For a real explanation of the proposal to try the Kaiser, an explanation which really covers the facts, we must look back, beyond the middle ages, to the primitive tribes studied by Sir J. G. Frazer in The Golden Bough. We commend the judges who will be deputed to try the Kaiser when, as is bound to happen, they are graveled for lack of precedent, to study the primitive customs which cluster round the tradition of the scapegoat. The Kaiser is to be made with all due rites and ceremonies the scapegoat of the war. The Prussian traditions and the Prussian people were the authors of the war. William of Hohenzollern was a mere straw upon the wind. He was dangerous only in the sense that any impressionable person of histrionic ability is dangerous if he is put into the midst of powerful and mischievous political and social forces. The Allied statesmen who made the peace know this so well that they have not dared, even though William II is a discredited exile, to leave the real Prussian military régime the smallest chance of recovery, even though the new Germany has become outwardly as democratic as she safely can be. The Allied statesmen do not believe that in punishing William they are really cutting off the offense of Prussia at the root. They talk only of the moral effect of the trial. That effect will, in our opinion, be disastrous. To begin with, we doubt whether the proceedings can be conducted with any sort of dignity. The days of Westminster Hall and Warren Hastings are over. The Allies who wholly failed to make the recent

proceedings in the Hall of Mirrors dignified or impressive cannot hope to make the trial of the Kaiser anything but a fashionable spectacle. Even if they contrive to keep out the matinée hat, they will be compelled to keep in the descriptive reporter who will vulgarize every incident and describe with great particularity and his customary genius for getting things wrong every incident which strikes him as likely to appeal to the least fastidious of Lord Northcliffe's constant readers.
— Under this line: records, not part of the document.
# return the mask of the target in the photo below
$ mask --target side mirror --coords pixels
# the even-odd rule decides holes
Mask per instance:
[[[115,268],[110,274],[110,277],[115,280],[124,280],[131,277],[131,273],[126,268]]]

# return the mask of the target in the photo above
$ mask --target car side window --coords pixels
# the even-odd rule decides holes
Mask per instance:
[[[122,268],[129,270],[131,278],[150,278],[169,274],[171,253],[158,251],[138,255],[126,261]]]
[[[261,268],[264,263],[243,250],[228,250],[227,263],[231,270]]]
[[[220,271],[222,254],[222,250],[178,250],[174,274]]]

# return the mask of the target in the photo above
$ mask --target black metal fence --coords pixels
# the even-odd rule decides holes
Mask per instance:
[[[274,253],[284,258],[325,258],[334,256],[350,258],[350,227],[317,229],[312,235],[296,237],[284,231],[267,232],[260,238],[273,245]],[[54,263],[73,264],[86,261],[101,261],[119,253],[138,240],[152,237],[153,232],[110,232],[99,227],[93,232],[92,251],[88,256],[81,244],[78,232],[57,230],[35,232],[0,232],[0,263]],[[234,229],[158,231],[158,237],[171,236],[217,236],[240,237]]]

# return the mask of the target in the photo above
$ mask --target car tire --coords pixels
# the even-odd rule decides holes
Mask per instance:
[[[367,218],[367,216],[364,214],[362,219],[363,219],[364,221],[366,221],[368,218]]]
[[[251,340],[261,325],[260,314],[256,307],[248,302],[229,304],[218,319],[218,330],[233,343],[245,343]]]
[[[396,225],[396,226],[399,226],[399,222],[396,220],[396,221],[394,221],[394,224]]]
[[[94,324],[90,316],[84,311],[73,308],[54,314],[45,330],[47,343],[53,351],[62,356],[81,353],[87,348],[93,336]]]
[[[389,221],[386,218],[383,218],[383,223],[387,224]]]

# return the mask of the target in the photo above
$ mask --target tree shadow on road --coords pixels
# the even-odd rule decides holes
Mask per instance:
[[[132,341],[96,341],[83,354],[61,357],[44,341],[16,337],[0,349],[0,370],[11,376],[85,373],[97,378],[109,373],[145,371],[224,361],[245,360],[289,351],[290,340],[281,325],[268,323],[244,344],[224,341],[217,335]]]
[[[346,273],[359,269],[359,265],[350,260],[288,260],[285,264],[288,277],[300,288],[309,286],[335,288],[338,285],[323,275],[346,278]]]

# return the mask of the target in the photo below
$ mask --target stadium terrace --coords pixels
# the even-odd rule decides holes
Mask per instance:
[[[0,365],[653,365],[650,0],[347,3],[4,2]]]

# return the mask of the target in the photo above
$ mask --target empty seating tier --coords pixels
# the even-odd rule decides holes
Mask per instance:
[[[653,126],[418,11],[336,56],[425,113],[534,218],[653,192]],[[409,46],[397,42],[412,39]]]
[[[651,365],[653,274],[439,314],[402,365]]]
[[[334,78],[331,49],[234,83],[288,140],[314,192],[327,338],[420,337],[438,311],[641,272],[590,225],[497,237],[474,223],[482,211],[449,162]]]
The practical result of the trial, in England at least, will almost certainly be twofold. A certain simple section of the public, having hung or banished the Kaiser, will consider that the quarrel between ourselves and Germany is thereby closed, and in the English fashion will be the more disposed to shake hands. A less simple section of the public, for whom hanging the Kaiser is neither here nor there, will be instinctively repelled by the whole affair and fall into a perfectly natural sympathy for Germany the victim. The worst crimes are to some extent condoned by misfortune. No surer means of raising sympathy for the new Germany could well be devised than by making a public exhibition of the calamity which has overtaken her.

The irony of the whole affair lies in making London the seat and centre of these proceedings, for in England the effect will be worse for those who are responsible than in any other European country. In assenting to such an

The Saturday Review

arrangement, Mr. Lloyd George has made a mistake to which lately he has been too prone. He has assumed that the English press speaks the English mind. It is an anomaly of the English character that the English public will support a press and often acquiesce in policies and speeches which fall habitually beneath the generosity and intelligence of the average Englishman. We should have little hope of our country if we thought that half of what is said to-day in the House of Commons or a tenth of what appears in public print had the heart and mind of England behind it. Unfortunately, the English are not by nature articulate and it has become a habit with them to leave their speaking and writing to professional speakers and writers who are usually louder and more ubiquitous in proportion as they are out of touch with the genuine and unalterable English temper. For five years the English have had to fight with brutes, but they have not been brutalized. The war has brutalized our politics and our newspapers, but the destinies of England ultimately lie in the hands of the decent and chivalrous Englishmen, still to be found in every rank of the community, who will one day find a leader and someone to speak for them upon the old English level.

Meanwhile, the vulgarians are claiming the pastimes they deserve, one of which is the game shortly to be played in London, playfully described over the dinner tables as hanging the Kaiser.